It’s hard to overstate the challenges facing the 600 million people in Africa who lack access to electricity—including over 20 million who have been forcibly displaced. Without light sources, for instance, schoolwork is limited to daylight hours, hampering educational achievement. When small home businesses cannot operate after dark, it drastically curtails their income potential.
For displaced people, these limitations come on top of a variety of other hardships, from property loss to physical violence and persecution. In short, access to energy is a vital economic lifeline. And based on our research, it could be provided—both sustainably and cheaply—through solar power.
Africa’s energy challenge
In many Sub-Saharan African countries, the majority of citizens lack access to electricity. These same countries also host sizeable displaced populations, making it tough to start working towards achieving Goal 7 (access to affordable, reliable, sustainable, and modern energy for all by 2030) of the United Nations’ Sustainable Development Goals (SDGs). Moreover, SDGs in other areas such as education, increased income, health care, innovation, and economic growth also depend on access to energy.

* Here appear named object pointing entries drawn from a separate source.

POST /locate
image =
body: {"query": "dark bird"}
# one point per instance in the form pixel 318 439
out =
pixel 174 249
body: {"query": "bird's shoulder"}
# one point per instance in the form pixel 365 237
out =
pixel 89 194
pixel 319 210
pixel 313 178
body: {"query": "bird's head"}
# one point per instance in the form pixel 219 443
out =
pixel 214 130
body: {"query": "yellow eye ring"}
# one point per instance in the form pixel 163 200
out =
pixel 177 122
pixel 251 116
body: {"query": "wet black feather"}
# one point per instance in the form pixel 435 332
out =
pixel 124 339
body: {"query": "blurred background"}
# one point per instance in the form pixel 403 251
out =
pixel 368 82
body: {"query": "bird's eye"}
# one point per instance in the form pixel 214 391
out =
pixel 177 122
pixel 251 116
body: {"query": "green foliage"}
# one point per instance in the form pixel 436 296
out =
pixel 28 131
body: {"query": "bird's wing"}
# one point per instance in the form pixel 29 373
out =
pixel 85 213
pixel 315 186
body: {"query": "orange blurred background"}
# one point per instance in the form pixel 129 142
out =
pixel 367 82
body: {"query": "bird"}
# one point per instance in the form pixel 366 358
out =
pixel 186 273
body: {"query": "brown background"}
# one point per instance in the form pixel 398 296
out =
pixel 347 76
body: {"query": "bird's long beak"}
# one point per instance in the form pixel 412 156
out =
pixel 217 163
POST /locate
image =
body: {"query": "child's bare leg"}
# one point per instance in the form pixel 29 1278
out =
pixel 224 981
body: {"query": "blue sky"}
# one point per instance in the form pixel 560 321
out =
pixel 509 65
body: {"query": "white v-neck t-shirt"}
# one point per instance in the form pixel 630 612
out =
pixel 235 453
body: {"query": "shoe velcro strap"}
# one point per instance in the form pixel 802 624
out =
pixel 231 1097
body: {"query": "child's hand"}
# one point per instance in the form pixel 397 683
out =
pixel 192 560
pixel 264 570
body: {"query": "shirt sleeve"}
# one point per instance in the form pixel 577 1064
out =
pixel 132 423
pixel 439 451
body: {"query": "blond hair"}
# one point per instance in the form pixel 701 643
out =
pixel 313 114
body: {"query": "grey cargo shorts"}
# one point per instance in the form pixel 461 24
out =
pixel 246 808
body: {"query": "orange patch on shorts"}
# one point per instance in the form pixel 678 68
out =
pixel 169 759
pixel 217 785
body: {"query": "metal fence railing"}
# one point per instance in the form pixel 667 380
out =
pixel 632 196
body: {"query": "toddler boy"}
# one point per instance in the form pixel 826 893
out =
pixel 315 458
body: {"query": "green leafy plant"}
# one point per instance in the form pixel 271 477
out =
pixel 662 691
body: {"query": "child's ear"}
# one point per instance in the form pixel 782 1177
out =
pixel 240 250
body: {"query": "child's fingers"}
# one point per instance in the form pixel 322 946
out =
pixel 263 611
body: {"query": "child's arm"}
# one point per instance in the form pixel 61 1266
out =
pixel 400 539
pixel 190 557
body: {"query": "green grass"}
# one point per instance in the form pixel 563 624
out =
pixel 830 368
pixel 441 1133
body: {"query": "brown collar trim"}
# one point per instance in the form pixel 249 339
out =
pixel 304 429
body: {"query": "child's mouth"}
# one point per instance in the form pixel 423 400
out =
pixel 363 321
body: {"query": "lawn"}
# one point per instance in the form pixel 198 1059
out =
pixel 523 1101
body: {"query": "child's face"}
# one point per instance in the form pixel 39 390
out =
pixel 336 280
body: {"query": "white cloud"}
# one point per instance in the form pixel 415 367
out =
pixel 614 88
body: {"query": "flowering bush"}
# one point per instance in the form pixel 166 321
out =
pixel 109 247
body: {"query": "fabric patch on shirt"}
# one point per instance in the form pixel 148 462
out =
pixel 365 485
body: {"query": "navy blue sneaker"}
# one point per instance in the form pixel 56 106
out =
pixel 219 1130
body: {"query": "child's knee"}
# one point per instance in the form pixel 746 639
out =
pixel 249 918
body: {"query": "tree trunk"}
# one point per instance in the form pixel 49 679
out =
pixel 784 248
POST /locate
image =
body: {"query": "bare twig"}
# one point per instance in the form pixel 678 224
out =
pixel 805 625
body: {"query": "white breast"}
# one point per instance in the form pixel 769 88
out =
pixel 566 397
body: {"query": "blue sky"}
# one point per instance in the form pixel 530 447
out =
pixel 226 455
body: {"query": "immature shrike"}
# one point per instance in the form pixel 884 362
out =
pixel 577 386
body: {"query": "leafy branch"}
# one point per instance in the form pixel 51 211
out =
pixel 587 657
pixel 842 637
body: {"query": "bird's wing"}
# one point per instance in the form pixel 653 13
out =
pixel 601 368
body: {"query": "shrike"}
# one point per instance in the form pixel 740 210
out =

The arguments for scaling up access to solar power are compelling. First, solar is increasingly affordable (costs have fallen five times in the past decade) and more viable for poor communities than the current alternative: unhealthy and polluting diesel generators, which are expensive to operate and add to carbon emissions.
In BCG’s collaboration with NORCAP, a global provider of expertise to the humanitarian, development, and peace-building sectors, we identified a suite of solar solutions that can work for vulnerable and displaced communities. These range from replacing fossil-based generators with solar power to enhancing mini-grid systems in displaced and host communities for households, services, and industry.